1.2 Rôle de la collectivité
Une autorité organisatrice de la mobilité (AOM) peut concourir au développement du covoiturage. Cependant, le covoiturage est par définition un mode de déplacement privé, et contrairement à un service de transport collectif, l’AOM ne définit pas directement la consistance de l’offre (horaires de passage, fréquence des trajets) puisque celle-ci dépend de la disponibilité des conducteurs. Une collectivité AOM peut organiser la mise en relation des covoitureurs (plateforme de mise en relation), subventionner les trajets réalisés, communiquer sur les systèmes de covoiturage du territoire, et faciliter la circulation et le stationnement des covoitureurs (mise en place de voies ou places réservées, aires de covoiturage, etc.) en lien avec les autorités en charge de la compétence voirie. Afin de favoriser l’intermodalité entre le covoiturage et d’autres services de mobilité, des arrêts ou des aires de covoiturage peuvent être intégrés au sein d’une aire de mobilité (cf. Boîte à outils mobilités en territoires peu denses : « Les aires de mobilité en zones peu denses »).

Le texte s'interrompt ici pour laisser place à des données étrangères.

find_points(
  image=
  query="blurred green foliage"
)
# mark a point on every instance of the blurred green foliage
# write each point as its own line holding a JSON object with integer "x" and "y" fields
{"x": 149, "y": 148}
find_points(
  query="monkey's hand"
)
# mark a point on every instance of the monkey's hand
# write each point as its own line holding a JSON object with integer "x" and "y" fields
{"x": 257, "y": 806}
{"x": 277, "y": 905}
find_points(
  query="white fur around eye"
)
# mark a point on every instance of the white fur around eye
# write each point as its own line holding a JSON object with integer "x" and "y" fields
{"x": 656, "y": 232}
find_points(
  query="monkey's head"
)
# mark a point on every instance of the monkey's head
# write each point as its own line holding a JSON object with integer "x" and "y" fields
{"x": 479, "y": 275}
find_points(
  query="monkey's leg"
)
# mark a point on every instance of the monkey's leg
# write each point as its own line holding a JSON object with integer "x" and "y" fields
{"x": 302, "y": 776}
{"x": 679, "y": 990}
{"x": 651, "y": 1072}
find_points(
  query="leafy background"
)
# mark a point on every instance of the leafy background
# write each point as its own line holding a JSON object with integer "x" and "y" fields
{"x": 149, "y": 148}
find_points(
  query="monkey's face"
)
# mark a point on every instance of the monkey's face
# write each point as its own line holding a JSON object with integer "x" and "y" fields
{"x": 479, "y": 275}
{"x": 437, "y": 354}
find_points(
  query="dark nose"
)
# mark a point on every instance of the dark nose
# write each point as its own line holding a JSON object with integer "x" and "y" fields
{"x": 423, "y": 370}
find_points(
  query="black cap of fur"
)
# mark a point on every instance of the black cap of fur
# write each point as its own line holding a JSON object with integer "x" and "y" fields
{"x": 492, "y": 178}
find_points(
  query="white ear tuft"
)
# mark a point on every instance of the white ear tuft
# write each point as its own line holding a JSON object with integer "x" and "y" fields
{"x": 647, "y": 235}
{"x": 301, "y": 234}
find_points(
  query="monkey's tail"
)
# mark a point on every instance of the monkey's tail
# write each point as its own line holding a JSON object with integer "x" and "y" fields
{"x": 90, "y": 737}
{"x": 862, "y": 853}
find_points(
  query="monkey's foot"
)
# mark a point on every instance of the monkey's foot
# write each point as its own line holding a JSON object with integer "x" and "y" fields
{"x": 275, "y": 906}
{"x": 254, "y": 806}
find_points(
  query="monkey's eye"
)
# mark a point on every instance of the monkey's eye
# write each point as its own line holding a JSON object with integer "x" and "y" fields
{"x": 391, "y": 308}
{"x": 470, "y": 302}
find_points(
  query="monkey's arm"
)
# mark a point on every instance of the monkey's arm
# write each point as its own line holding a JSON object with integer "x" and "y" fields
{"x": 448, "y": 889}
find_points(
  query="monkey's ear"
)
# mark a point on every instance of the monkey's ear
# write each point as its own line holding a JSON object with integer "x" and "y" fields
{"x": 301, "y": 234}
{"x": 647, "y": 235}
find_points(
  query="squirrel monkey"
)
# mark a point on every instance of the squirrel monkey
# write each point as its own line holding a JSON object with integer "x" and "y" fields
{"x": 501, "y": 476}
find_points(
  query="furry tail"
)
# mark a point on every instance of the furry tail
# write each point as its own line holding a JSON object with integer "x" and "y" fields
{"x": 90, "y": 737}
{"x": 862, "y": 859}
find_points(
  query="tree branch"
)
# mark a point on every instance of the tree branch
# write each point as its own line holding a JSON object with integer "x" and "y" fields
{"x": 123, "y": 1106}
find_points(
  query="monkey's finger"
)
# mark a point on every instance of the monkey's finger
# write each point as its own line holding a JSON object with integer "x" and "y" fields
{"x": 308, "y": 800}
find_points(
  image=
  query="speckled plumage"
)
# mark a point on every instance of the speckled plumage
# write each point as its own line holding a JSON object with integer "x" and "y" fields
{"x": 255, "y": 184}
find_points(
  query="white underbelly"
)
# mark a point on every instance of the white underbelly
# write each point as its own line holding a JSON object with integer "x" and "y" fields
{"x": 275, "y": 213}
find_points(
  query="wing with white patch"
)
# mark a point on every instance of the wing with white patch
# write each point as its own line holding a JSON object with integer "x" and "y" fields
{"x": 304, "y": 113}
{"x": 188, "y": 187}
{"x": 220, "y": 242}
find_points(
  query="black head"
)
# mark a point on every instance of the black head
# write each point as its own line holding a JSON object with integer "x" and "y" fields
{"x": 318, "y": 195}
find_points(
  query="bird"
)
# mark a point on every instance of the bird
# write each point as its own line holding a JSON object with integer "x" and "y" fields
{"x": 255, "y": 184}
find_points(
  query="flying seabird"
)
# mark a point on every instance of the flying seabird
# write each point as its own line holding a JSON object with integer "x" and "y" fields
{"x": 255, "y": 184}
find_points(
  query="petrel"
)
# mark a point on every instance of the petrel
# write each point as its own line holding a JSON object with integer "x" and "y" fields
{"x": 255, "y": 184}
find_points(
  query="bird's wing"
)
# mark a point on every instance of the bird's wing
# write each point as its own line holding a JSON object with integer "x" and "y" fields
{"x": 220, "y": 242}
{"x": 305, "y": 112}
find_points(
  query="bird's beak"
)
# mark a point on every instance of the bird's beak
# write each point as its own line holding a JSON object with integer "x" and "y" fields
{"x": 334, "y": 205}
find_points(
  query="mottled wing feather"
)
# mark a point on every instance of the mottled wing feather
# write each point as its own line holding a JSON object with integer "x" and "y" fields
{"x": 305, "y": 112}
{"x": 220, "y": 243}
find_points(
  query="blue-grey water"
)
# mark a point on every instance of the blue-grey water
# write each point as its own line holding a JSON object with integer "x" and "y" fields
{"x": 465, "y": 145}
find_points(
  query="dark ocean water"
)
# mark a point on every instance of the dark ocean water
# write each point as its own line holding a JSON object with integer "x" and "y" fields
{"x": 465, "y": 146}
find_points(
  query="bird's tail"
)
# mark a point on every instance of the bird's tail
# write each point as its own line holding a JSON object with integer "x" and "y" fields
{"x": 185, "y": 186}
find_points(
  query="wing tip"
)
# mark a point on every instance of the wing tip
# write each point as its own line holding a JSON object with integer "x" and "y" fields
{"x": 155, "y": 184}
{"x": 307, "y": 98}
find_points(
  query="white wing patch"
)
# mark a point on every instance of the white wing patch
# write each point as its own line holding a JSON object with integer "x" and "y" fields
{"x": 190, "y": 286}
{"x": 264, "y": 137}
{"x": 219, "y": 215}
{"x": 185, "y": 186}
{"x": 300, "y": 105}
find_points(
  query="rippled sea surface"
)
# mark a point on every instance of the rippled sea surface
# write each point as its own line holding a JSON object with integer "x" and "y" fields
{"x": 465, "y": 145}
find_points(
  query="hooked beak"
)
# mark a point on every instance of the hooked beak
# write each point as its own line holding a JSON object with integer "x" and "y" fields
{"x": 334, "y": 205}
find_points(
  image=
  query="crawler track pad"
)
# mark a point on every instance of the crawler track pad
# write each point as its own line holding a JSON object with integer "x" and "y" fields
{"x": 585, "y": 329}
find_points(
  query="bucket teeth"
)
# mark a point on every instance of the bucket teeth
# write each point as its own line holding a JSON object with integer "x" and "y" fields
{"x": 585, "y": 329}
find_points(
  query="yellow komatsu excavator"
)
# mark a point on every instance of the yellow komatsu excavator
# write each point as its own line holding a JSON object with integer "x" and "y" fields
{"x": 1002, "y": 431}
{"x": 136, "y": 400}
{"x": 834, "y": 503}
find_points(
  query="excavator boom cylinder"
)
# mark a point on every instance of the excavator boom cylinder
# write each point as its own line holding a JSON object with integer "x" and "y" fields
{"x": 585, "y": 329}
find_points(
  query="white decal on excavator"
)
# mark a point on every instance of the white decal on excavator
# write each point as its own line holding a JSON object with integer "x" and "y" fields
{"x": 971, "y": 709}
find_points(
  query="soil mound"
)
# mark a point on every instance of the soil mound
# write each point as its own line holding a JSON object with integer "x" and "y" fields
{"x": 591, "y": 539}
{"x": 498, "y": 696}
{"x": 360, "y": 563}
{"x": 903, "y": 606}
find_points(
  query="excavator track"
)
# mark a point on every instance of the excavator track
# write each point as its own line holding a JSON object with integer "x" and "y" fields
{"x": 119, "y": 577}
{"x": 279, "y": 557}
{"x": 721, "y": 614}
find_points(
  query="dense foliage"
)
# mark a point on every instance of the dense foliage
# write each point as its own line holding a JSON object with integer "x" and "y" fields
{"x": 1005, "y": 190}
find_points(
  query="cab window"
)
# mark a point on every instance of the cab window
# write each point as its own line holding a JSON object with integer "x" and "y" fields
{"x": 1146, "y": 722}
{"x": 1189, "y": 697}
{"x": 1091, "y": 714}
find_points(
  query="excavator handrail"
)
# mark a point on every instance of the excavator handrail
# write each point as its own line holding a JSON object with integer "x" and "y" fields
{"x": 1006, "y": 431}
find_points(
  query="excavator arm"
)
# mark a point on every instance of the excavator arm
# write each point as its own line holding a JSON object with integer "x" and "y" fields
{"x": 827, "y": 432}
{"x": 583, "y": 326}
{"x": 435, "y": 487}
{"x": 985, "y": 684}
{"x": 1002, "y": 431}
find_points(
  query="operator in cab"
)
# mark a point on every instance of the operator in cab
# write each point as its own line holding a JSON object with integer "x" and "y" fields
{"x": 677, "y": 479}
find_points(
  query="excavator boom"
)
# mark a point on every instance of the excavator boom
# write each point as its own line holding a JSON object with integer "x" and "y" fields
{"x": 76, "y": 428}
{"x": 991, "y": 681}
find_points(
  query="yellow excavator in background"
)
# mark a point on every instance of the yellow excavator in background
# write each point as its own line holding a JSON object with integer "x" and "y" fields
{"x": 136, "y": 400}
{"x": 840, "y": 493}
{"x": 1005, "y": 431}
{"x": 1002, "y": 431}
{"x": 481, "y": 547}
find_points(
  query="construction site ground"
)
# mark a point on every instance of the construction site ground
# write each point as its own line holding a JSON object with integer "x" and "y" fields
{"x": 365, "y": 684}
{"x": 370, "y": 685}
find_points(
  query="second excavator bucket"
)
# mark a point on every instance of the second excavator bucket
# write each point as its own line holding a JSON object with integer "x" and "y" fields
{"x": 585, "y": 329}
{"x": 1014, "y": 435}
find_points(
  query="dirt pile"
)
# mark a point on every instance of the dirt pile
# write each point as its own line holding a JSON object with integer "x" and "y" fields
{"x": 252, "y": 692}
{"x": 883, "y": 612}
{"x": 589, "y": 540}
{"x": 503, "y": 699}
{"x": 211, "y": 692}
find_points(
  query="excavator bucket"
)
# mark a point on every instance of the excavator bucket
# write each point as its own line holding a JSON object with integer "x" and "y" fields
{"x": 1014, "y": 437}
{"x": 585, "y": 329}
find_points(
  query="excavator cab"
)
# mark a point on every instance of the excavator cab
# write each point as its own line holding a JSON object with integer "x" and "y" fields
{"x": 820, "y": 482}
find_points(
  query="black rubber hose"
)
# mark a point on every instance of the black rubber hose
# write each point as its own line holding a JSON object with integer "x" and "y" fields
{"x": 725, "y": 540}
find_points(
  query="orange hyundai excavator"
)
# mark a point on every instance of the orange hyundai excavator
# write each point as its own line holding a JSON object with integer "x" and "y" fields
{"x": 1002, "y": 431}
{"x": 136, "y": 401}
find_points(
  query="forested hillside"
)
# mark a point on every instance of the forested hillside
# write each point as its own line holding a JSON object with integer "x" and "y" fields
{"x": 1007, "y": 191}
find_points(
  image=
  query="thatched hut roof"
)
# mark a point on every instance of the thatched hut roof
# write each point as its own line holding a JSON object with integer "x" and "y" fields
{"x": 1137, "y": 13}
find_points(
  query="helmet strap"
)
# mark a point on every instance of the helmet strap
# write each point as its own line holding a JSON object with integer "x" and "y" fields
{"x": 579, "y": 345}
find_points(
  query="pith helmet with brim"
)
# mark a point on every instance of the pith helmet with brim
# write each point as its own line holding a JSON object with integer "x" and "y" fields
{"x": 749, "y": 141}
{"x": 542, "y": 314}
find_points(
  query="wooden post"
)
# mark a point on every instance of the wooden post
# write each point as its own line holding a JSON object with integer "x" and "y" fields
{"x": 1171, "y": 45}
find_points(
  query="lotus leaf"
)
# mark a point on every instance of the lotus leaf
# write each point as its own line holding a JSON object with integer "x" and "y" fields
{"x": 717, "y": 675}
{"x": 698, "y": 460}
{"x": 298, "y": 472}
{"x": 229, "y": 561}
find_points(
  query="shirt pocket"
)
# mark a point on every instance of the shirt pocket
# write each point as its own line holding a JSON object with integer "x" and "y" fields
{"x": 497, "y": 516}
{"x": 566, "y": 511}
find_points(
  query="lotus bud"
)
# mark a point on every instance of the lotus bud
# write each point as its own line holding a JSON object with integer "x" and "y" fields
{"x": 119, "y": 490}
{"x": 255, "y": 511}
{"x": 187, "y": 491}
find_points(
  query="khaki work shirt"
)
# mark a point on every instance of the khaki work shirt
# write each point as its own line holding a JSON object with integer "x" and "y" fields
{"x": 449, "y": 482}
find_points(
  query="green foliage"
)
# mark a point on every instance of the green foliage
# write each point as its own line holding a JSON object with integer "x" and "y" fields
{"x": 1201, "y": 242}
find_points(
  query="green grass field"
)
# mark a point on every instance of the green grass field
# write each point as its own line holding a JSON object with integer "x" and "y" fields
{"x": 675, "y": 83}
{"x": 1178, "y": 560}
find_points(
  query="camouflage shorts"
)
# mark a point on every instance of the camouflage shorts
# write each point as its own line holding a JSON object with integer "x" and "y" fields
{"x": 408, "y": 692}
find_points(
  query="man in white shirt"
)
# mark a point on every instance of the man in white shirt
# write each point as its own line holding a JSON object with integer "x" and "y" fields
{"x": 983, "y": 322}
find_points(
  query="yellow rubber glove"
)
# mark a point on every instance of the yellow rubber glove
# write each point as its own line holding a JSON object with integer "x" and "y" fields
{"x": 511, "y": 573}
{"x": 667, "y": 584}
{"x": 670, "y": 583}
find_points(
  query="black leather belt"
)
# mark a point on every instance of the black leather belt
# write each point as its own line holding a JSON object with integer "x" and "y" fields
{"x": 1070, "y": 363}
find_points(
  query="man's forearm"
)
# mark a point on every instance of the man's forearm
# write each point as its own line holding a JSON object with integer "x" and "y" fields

L’AOM peut ainsi opérer des services de mise en relation en régie, ou bien faire appel à un prestataire privé dans un cadre conventionnel. À cet égard, lorsqu’il existe déjà un contrat avec un opérateur de transport collectif, ce contrat peut être élargi au covoiturage (exemples : subventionnement du covoiturage à Nantes, déploiement de lignes de covoiturage à Rennes).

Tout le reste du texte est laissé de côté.